Dundee Artist Launches Zine Celebrating Transgender and Non-Binary Faces
A former Dundee art school Non-Binary student has launched and illustrated a zine that exclusively features Transgender and Non-Binary faces who have traditionally gone unseen in mainstream media.
Leah Cameron, 22, who graduated in June from Duncan of Jordanstone College of Art and Design in Dundee, without a ceremony or the annual degree show that spotlights new graduates’ work to future employers but they could not leave the city without making their artistic contribution.
In September, Leah tweeted a request to their Transgender and Non-Binary followers to send them pictures of themselves with their preferred pronouns and a brief statement that celebrates their non-cis experience.
Leah said: “Like every DJCAD student who’s graduated has had a bit of an issue getting started with their creative careers.
“I really wanted to give myself like, a project that could be, you know, positive for some kind of movement.
Flooded with responses, Leah quickly adapted their plan from a single zine to potentially multiple issues which they are funding and producing by themselves out of recycled card and paper.
It is a personal project for Leah that they felt the Transgender community particularly needs at the moment so they took it into their own hands.
Leah said: “If I sat about and waited for funding for it, it may never happen.
Beyond the pandemic, 2020 has been a difficult year for the Queer Art community following the endless stream of Twitter battles and transphobic commentary from prominent public figures like J.K. Rowling, including in her most recent controversial novel: ‘Troubled Blood’. A novel about a cis-man that disguises himself in women’s clothing to prey on unsuspecting cis-women.
As a passionate Harry Potter fan as a child, JK Rowling’s comments towards the Transgender community was heart- breaking but not unsurprising, according to Leah.
Leah said: “The UK in general just seems like the epicentre of all Transphobia at the moment.
“I [felt] like I had to do something for my community to show people that Trans people, Non- Binary people are still just normal people like everyone else [but with] the beauty and variety that can come from the trans experience because there is no one way to be Trans or Non- Binary.”

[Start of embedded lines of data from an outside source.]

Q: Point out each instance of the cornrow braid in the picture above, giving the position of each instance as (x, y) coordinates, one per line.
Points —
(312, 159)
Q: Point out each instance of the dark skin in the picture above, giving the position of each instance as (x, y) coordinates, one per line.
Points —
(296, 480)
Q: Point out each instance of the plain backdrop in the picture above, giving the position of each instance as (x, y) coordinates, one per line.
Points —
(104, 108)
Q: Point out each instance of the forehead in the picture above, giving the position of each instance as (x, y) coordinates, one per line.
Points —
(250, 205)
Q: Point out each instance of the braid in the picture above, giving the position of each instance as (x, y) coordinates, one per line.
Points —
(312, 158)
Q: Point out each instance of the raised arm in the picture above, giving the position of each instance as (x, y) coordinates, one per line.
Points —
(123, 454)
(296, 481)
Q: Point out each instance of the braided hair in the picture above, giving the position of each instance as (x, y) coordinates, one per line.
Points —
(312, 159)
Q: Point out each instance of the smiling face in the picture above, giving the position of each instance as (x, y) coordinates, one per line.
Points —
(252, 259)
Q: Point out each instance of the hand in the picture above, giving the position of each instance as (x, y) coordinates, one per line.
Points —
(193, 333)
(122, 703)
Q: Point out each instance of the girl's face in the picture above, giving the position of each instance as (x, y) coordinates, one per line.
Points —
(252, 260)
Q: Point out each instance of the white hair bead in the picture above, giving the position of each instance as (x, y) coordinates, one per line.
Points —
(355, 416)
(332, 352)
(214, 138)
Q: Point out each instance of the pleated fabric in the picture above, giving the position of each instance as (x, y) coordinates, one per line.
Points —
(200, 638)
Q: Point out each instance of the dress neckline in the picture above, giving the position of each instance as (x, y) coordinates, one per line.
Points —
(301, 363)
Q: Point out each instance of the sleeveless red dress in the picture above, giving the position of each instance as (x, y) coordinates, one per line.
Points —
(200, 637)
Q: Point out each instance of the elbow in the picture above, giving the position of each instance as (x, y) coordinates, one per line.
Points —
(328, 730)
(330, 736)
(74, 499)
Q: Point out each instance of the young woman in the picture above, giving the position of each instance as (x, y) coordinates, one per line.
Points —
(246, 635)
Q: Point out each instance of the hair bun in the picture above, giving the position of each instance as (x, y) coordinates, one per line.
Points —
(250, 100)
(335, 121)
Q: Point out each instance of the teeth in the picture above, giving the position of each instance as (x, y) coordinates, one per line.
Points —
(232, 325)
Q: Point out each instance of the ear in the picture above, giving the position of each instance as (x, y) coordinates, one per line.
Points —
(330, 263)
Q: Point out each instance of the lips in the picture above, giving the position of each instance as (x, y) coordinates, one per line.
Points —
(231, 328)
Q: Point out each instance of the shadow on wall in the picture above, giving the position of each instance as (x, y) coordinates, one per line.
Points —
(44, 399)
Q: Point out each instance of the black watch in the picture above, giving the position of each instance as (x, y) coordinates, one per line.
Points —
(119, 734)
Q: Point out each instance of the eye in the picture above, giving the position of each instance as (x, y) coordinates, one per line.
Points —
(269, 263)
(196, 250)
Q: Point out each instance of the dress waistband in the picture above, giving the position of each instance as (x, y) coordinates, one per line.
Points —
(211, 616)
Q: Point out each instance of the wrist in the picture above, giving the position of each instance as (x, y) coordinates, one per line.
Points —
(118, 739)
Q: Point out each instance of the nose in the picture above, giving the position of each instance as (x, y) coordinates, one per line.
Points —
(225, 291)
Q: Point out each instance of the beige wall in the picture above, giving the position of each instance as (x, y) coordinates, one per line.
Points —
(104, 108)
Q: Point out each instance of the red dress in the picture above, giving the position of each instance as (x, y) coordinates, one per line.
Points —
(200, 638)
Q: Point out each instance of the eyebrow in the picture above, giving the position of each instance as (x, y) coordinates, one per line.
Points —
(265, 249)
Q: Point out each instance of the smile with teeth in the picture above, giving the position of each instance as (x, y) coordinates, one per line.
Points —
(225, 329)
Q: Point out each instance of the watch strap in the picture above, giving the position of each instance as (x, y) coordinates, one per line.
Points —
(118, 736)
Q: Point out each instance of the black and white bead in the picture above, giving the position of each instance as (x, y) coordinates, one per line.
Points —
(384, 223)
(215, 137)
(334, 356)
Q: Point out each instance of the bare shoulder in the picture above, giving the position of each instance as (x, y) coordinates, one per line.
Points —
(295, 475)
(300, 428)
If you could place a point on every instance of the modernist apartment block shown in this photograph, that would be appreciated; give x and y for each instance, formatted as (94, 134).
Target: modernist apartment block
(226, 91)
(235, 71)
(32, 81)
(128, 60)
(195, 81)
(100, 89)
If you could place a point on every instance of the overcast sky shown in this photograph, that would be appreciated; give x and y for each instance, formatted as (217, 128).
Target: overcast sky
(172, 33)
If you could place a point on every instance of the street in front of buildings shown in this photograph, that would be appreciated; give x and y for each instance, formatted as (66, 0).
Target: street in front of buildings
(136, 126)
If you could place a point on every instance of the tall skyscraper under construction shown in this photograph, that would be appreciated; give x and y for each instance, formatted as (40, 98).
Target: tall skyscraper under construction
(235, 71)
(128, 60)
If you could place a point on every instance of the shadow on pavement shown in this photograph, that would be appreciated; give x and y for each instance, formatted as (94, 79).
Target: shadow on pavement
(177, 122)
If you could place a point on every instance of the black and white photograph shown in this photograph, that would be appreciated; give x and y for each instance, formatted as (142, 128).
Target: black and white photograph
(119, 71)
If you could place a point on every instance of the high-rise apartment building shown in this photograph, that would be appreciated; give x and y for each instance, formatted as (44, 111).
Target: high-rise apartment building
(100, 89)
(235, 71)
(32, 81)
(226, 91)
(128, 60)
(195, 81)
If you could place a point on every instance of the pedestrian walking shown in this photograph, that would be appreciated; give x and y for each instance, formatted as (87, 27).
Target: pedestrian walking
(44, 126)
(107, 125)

Before creating and publishing the first issue of ‘This is What He/ She/They Look Like’, Leah had produced two comics with the Dundee LGBTQIA+ Art Collective, Queer Dot.
Art, according to Leah, is a crucial form of expression and exploration of their own identity that has been key to them coming out as non-binary.
Leah said: “It’s been a long process, trying to get my family to sort of understand but my friends, the trans and non-binary queer people around me, they’ve really helped me feel so comfortable.
This zine, Leah explained, also goes further than that. It is their own form of activism. Even in 2020, there is a non-exhaustive list of issues that face both the Transgender and Non-Binary communities on everything from mainstream media representation to a lack of access and funding to Hormone Replacement Therapy or option for gender-neutral passports.
Leah noted that, especially in the UK, we have a long way to go but creating a zine like this is their way to find some positivity for a community that in as bleak times as this, desperately needs some.
‘This Is What He/She/ They Look Like’ is available now on Etsy.